Un facteur de risque sanitaire désormais établi
Les conséquences de l’isolement sur la santé sont aujourd’hui largement documentées. Une étude publiée en 2023 par les services de santé américains (Our Epidemic of Loneliness and Isolation) montre qu’un lien social faible ou insuffisant est associé à une augmentation de 29% du risque de maladies cardiovasculaires, de 32% du risque d’accident vasculaire cérébral (AVC), ainsi qu’à une hausse significative des troubles anxieux, dépressifs et des troubles cognitifs.
Ces données rejoignent les constats français. Les baromètres récents de Santé publique France indiquent que si la prévalence de l’anxiété est restée relativement stable depuis 2017, celle des épisodes dépressifs caractérisés a fortement augmenté, passant de 9,8% à 13,3%, avec une hausse particulièrement marquée chez les jeunes adultes et chez les personnes vivant seules, en particulier les femmes.
Plus récemment encore, une vaste étude coréenne publiée en 2025 (Suicide Risk and Living Alone With Depression or Anxiety) a confirmé à grande échelle le lien entre solitude, troubles psychiques et risque suicidaire. Les personnes vivant seules et souffrant à la fois de dépression et d’anxiété présentaient un risque de suicide multiplié par plus de cinq, un risque particulièrement élevé chez les hommes et les personnes d’âge moyen.
La médiation par l’animal : recréer du lien là où il s’est distendu
C’est dans ce contexte que s’inscrit l’action de Les Sourires d’Hindi. Fondée en Janvier 2025 dans la Drôme, Les Sourires d’Hindi est une association de médiation par l’animal qui intervient en milieu rural auprès de publics vulnérables. Accompagnés par des animaux médiateurs spécifiquement sensibilisés et formés, les intervenants utilisent la relation homme-animal comme levier pour lutter contre l’isolement et recréer du lien social.
La médiation par l’animal repose sur une relation triangulaire entre une personne, un animal médiateur et un intervenant. L’animal n’est pas un simple support d’activité, mais un facilitateur de relation. Sa présence encourage la communication et recrée du lien social ; elle est aussi un puissant levier de motivation dans les soins, stimulant les fonctions cognitives et les capacités physiques, en particulier la motricité fine et globale.

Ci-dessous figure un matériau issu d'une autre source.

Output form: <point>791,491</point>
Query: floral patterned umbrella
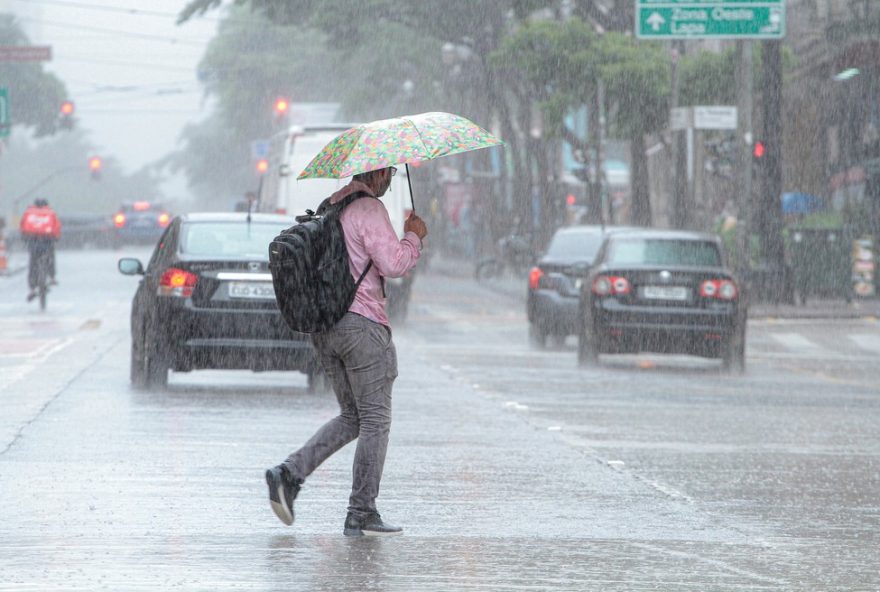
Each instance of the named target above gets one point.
<point>402,140</point>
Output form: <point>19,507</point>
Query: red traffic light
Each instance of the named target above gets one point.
<point>759,150</point>
<point>281,106</point>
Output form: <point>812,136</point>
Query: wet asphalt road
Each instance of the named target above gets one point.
<point>509,469</point>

Aller vers les personnes isolées, plutôt que l’inverse
Le fonctionnement itinérant de l’association constitue un levier essentiel. En intervenant directement au sein des structures médico-sociales et communes rurales, Les Sourires d’Hindi répond à une réalité de terrain : les personnes les plus isolées sont souvent celles qui ne peuvent plus se déplacer.
Les séances instaurent des temps repères, attendus, qui rompent la monotonie du quotidien et recréent une dynamique relationnelle, tant individuelle que collective.

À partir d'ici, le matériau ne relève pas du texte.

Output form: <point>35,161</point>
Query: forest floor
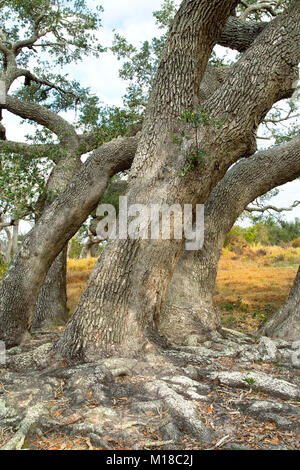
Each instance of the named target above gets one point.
<point>233,392</point>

Remettre l’humain au cœur du soin
Dans des institutions fortement structurées par des protocoles, des contraintes organisationnelles et des exigences de traçabilité nécessaires, la médiation par l’animal joue un rôle fondamental : elle remet l’humain au centre.
Le temps de la séance devient un espace à part, où la personne n’est plus seulement un patient ou un résident, mais un individu singulier, reconnu dans ses émotions, sa capacité d’interaction et sa place dans la relation.
Une réponse humaine à un enjeu collectif
La médiation par l’animal ne remplace pas les soins médicaux classiques : elle les accompagne. Elle s’inscrit en complémentarité des prises en charge existantes, en renforçant leur dimension relationnelle, motivationnelle et humaine, souvent fragilisée par la solitude et la standardisation des parcours de soins.
Dans un contexte où l’isolement progresse plus vite que les réponses institutionnelles, elle apparaît comme une voie crédible et nécessaire. Elle rappelle que la santé ne se limite pas aux soins techniques, mais qu’elle se construit aussi dans la relation, l’émotion et la reconnaissance de l’autre.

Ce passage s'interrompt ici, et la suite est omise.